Buenas, una distorsión sencilla puede ser el MXR Distortion, yo nunca lo arme, pero es un pedal bastante famoso y sencillo. No se que tan fácil te resultara conseguir los diodos que son de germanio, sino le podes mandar unos 1n4148 y ver que tal. Algo mas suave puede ser un overdrive, pero ahí ya los que conozco como para recomendarte son un poco mas complejos. 



Bestsound dijo:


> Hola, si querés empezar por algo sencillo y que no falla, hacete el fuzz face de silicio. Busca en Google y te va a aparecer, son sólo dos transistores y algunas resistencias y capacitores.



El fuzz face es bastante sencillo también como para arrancar. El único problemas es hacerlo sonar bien, hace renegar bastante con el voltaje de polarización de los transistores, igualmente hay mucha información dando vuelta sobre el tema. Eso si, el fuzz face es mucho mas "Podrido" que uno overdrive o distorsión.


----------



## gustavotz (Oct 27, 2020)

Bestsound dijo:


> Hola, si querés empezar por algo sencillo y que no falla, hacete el fuzz face de silicio. Busca en Google y te va a aparecer, son sólo dos transistores y algunas resistencias y capacitores.


Gracias por la respuesta!

	Mensaje automáticamente combinado: Oct 27, 2020



geor16 dijo:


> Buenas, una distorsión sencilla puede ser el MXR Distortion, yo nunca lo arme, pero es un pedal bastante famoso y sencillo. No se que tan fácil te resultara conseguir los diodos que son de germanio, sino le podes mandar unos 1n4148 y ver que tal. Algo mas suave puede ser un overdrive, pero ahí ya los que conozco como para recomendarte son un poco mas complejos.
> 
> 
> 
> El fuzz face es bastante sencillo también como para arrancar. El único problemas es hacerlo sonar bien, hace renegar bastante con el voltaje de polarización de los transistores, igualmente hay mucha información dando vuelta sobre el tema. Eso si, el fuzz face es mucho mas "Podrido" que uno overdrive o distorsión.

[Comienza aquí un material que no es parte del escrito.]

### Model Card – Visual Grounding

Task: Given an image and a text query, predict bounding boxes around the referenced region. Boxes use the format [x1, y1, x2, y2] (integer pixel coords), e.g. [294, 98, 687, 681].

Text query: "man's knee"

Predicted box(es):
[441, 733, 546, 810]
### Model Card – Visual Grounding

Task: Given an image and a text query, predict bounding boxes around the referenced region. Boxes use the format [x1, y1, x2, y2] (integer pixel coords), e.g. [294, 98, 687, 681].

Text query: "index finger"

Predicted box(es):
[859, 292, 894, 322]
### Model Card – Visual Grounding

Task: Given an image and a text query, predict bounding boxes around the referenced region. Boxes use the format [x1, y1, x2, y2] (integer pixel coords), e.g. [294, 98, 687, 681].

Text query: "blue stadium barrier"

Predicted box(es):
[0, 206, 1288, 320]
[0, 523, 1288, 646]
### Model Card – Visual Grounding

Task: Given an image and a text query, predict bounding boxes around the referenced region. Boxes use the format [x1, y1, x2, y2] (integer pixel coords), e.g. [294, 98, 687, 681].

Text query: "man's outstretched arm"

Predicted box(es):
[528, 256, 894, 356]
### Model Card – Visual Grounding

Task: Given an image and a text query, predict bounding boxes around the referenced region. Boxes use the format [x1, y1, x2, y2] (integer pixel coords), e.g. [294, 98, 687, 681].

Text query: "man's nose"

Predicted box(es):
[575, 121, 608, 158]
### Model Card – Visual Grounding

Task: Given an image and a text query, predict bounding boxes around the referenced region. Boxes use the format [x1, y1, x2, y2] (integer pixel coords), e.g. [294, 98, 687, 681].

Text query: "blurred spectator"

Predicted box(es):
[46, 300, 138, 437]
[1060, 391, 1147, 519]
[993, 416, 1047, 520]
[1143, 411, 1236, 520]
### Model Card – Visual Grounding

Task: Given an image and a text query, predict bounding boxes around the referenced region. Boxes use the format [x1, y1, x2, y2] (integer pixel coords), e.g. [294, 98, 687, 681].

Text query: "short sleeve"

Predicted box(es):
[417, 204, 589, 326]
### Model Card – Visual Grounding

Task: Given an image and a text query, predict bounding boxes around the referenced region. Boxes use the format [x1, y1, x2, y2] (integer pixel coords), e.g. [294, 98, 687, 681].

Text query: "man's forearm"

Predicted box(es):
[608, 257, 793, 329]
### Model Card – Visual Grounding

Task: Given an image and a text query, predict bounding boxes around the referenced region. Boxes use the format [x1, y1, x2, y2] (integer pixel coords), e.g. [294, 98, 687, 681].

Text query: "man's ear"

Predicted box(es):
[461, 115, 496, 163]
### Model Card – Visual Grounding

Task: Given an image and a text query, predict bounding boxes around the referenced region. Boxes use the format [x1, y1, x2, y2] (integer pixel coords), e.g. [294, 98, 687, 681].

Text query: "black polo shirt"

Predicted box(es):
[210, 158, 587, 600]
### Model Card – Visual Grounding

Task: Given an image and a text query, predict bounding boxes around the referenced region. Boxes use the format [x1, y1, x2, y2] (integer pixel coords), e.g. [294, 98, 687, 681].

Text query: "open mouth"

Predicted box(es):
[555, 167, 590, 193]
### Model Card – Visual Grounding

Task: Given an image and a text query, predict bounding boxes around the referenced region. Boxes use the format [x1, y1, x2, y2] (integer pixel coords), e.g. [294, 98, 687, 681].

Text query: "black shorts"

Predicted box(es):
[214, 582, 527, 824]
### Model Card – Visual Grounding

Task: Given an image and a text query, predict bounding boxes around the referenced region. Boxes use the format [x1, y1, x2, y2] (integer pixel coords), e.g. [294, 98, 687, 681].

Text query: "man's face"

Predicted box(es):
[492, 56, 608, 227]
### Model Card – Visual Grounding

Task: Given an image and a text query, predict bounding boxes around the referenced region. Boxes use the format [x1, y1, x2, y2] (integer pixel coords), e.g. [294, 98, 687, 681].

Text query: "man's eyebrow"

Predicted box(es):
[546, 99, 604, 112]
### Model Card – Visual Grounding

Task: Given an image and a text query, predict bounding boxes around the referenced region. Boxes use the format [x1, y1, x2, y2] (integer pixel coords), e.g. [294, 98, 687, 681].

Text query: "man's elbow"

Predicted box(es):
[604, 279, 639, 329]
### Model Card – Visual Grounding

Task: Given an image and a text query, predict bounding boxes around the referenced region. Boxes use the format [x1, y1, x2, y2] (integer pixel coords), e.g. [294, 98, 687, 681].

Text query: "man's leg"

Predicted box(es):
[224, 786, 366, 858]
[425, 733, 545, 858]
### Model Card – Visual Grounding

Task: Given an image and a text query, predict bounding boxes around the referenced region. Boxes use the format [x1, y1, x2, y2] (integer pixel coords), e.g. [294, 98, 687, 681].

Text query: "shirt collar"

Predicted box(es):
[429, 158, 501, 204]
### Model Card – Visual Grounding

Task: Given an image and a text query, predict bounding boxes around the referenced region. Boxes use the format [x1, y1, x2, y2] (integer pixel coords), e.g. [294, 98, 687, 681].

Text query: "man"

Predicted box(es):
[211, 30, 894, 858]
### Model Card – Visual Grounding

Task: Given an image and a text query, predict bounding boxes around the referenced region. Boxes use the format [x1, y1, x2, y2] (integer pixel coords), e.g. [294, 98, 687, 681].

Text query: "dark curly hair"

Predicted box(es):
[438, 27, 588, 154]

Se agradece el concejo. Saludos!


----------



## JuanDanielZ (Feb 7, 2021)

Me preguntaba si es que se puede usar una fuente de 12V - 1A regulando su voltaje a 9V-1A para alimentar pedales de guitarra que estoy haciendo. Adhiero a esta mi otra duda de si se puede entregar más amperaje del que especifica el pedal. que pasa si meto, por ejemplo 500 mA en un pedal de 100 mA?


----------



## analogico (Feb 7, 2021)

lo que tiene que ser exacto son los 9V

el pedal solo va a tomar los miliamperes que necesite


----------



## DJ T3 (Feb 7, 2021)

Lo que necesitas es ésto; Reguladores de Voltaje 78XX en la práctica


----------



## JuanDanielZ (Feb 7, 2021)

Muchas gracias, chicos, son los mejores


----------



## DOSMETROS (Feb 8, 2021)

Modificar fuente (pc) para alimentar pedales de guitarra.
					

Hola a todos, viendo y considerando que esta es la unica comunidad de la web donde se dan respuestas serias sobre electronica, aca presento mi tema.  Tengo una fuente de pc (ATX) con la que haciendole un par de modificaciones pienso alimentar los pedales que uso con mi guitarra (los pedales...




					www.forosdeelectronica.com
				









						Adaptar esquema de fuente para los sampler y cajas rítmicas.
					

Hola amigos. les cuento un poco,  soy de Montevideo Uruguay, barrio El Prado,  soy guitarrista y tengo samplers maquinas de ritmos etc. pero no soy de dinero, mas bien todo lo contrario, por necesidad me he descubierto amante de la electronica y me encantaria hacer un curso para poder aprender...




					www.forosdeelectronica.com
				




Podés hacer una fuente para varios pedales , en el foro hay una . . .






						Fuente de alimentación para varios pedales 9V.
					

Bueno, pues navegando por internet me encontre con esto: http://www.guitarristas.org/forum/viewtopic.php?t=21274&highlight=pedalera,   Alguien me podría ayudar a hacer algo similar, porque la persona que lo presenta desconoce el circuito.  Bueno gracias de ante mano.  Saludos




					www.forosdeelectronica.com


----------



## Juan Carlos Hernández Púa (Feb 8, 2021)

Y despues de los pedales sólo te faltrá el sillín, el manillar, las ruedas, el cuadro y la piñonería....¡¡¡¡¡¡¡¡ Vaya bicicleta bonita que te va a quedar !!!!!!!
Un saludo.


----------



## DOSMETROS (Feb 9, 2021)

Falta la Telecaster , Stratocaster , Etceteratocaster


----------